I actully think I might have figured out the problem, but I am not sure on how to solve it though. The thing is that in one of my kernels you got the following when adding the velocity:


    		states[x+antalAtomer*2] += F*dx*dt;
			states[x+antalAtomer*3] += F*dy*dt;

			states[k+antalAtomer*2] -= F*dx*dt;
			states[k+antalAtomer*3] -= F*dy*dt;

since the positions in the global vector “states” could be read/write by another thread in another workitem you clearly have problem. I am not sure how to work this out though. Atomic functions seem to have been the solution but it seems they only work for integers

this did not work:

	
			barrier(CLK_GLOBAL_MEM_FENCE);
    			states[x+antalAtomer*2] += F*dx*dt;
barrier(CLK_GLOBAL_MEM_FENCE);	
			states[x+antalAtomer*3] += F*dy*dt;
barrier(CLK_GLOBAL_MEM_FENCE);
			states[k+antalAtomer*2] -= F*dx*dt;
barrier(CLK_GLOBAL_MEM_FENCE);
			states[k+antalAtomer*3] -= F*dy*dt;
barrier(CLK_GLOBAL_MEM_FENCE);

On AMD hardware, the local worksize should be a multiple of 64, otherwise you’re throwing away at least N/64*100 % of your total ALU capacity.

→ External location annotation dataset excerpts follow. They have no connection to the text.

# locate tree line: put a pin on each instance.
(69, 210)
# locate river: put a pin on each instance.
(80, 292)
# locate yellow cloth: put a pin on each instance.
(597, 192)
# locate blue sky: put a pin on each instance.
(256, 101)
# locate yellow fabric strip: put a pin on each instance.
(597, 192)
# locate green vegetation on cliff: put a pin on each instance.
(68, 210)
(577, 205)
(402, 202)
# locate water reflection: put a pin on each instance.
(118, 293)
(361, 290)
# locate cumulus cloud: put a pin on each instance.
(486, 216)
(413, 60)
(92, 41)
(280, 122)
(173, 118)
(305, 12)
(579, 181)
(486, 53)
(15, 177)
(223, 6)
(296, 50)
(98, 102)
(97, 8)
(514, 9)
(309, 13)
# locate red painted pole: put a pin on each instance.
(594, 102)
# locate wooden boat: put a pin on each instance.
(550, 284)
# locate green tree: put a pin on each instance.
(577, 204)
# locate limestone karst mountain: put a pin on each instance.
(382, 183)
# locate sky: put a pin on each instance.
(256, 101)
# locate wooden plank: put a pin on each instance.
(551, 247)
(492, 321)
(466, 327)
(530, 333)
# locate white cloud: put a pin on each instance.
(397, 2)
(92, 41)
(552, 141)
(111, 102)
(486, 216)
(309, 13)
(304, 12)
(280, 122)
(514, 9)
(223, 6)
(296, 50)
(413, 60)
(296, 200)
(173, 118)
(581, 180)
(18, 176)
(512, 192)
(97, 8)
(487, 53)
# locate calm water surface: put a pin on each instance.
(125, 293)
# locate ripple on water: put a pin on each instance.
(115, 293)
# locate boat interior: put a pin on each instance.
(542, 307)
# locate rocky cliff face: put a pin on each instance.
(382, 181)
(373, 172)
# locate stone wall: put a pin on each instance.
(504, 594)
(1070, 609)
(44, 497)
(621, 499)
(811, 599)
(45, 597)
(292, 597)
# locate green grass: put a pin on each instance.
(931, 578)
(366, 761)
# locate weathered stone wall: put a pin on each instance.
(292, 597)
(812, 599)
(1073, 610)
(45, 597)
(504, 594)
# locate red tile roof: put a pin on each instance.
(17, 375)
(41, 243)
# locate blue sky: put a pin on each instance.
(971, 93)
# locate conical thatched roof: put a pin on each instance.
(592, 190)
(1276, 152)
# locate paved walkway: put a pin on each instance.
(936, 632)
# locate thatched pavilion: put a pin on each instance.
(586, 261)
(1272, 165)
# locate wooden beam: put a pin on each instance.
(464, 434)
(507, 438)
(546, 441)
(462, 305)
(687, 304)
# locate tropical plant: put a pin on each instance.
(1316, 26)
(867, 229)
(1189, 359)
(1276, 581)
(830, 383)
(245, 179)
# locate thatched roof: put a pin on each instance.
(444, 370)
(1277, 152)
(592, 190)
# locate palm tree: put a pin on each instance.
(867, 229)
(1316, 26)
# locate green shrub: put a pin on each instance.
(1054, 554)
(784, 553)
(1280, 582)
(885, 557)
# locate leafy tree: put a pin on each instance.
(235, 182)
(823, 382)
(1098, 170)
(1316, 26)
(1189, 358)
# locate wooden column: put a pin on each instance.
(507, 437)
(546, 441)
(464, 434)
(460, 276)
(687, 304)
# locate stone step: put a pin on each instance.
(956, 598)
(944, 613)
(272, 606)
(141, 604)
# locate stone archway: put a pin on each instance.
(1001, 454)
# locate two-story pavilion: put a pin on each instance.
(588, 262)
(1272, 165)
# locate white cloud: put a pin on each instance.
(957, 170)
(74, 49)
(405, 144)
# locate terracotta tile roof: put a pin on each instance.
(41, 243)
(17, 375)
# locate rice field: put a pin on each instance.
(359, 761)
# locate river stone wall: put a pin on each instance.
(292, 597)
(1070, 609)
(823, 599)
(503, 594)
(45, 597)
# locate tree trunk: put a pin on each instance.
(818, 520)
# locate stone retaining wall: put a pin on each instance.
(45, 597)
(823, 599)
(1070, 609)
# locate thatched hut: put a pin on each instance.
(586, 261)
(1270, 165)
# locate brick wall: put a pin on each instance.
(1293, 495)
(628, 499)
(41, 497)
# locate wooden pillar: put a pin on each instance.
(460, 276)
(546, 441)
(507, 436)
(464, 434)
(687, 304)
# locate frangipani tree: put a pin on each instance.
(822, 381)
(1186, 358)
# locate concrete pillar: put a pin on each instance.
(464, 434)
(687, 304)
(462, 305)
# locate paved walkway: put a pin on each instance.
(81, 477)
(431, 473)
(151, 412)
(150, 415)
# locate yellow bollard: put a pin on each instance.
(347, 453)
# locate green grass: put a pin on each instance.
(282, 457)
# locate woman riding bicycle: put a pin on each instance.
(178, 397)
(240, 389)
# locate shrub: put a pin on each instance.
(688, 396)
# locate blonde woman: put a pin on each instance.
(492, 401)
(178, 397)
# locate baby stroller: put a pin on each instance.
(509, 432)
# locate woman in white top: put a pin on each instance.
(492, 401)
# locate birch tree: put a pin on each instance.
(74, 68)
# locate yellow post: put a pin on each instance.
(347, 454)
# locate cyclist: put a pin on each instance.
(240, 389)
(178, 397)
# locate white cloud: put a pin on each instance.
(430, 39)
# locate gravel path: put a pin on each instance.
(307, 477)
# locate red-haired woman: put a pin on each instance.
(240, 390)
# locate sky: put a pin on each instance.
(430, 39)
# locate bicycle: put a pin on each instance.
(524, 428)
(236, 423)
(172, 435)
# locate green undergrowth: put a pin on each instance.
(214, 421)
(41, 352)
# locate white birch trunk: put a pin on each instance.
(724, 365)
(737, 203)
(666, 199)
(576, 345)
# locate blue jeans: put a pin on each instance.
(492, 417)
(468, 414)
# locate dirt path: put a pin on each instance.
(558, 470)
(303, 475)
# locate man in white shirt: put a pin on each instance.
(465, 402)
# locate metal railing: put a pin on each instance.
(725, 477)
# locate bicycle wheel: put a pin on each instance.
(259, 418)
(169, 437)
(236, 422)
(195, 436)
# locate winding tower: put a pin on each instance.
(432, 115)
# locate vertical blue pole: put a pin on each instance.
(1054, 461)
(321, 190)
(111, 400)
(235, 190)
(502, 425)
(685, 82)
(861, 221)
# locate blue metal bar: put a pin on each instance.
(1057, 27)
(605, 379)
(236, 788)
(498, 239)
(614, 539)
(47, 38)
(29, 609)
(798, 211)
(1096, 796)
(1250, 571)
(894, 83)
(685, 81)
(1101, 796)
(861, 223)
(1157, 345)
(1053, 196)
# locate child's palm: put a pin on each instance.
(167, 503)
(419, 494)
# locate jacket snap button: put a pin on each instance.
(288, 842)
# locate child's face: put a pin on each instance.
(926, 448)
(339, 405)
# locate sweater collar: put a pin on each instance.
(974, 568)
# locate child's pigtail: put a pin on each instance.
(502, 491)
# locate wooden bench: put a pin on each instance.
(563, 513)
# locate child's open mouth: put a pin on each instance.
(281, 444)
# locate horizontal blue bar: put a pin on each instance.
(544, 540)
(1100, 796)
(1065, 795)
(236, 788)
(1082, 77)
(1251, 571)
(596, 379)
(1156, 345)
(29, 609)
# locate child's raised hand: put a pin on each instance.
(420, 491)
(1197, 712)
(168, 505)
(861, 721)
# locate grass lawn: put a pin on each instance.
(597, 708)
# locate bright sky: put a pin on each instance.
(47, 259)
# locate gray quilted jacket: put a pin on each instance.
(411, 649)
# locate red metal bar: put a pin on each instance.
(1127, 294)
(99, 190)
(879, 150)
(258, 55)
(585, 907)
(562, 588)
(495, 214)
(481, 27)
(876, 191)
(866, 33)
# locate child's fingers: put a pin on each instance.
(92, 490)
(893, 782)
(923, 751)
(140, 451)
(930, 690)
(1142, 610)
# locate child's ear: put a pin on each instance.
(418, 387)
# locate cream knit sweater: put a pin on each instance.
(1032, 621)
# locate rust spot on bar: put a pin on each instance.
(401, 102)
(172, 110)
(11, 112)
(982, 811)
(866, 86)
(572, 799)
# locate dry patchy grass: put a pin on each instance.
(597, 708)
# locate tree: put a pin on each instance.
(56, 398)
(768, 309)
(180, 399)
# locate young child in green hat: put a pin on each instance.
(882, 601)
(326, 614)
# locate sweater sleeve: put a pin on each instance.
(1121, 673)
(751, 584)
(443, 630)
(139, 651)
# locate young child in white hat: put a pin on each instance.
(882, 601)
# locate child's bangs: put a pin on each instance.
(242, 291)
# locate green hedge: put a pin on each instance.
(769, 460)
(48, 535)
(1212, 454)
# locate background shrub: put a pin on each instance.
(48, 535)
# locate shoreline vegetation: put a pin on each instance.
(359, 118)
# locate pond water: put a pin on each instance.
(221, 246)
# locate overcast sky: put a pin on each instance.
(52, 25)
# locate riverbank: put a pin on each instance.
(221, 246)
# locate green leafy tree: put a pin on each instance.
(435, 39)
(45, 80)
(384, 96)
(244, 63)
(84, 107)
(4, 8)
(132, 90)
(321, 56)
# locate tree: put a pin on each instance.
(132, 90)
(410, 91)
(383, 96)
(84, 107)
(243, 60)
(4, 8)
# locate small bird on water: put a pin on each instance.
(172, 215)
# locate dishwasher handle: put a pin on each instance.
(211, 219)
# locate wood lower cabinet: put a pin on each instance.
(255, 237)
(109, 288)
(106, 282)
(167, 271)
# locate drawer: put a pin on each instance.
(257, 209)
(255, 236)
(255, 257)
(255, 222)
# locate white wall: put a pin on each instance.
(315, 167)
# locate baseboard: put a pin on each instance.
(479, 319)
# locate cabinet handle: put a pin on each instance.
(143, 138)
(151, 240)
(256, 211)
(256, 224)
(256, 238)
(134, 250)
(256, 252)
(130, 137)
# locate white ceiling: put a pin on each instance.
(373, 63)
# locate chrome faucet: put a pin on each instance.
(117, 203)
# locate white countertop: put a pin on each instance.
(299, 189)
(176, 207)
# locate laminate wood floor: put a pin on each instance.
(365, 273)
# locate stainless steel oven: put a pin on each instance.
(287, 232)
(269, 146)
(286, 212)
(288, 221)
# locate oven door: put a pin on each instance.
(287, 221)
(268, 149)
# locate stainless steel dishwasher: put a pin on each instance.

Atomics should only be used for limited cases - like enquing results - they’re too slow for per-work-item per-internal-loop calculations, and by definition they always will be (they remove the parallelism you’re trying to add).

TBH I can’t really follow your code, but if you have an algorithm whose items are interdependent (i.e. the output of a previous result feeds into a later one), then parallelising it can range from simple to very complex.

For any CPU implementation i’ve seen, the local work group executes as a single thread, and multiple local work items are implemented using loops (and/or simd channels), so any within-work-item order problems will be hidden. Whereas a gpu will execute many work items concurrently within the work group.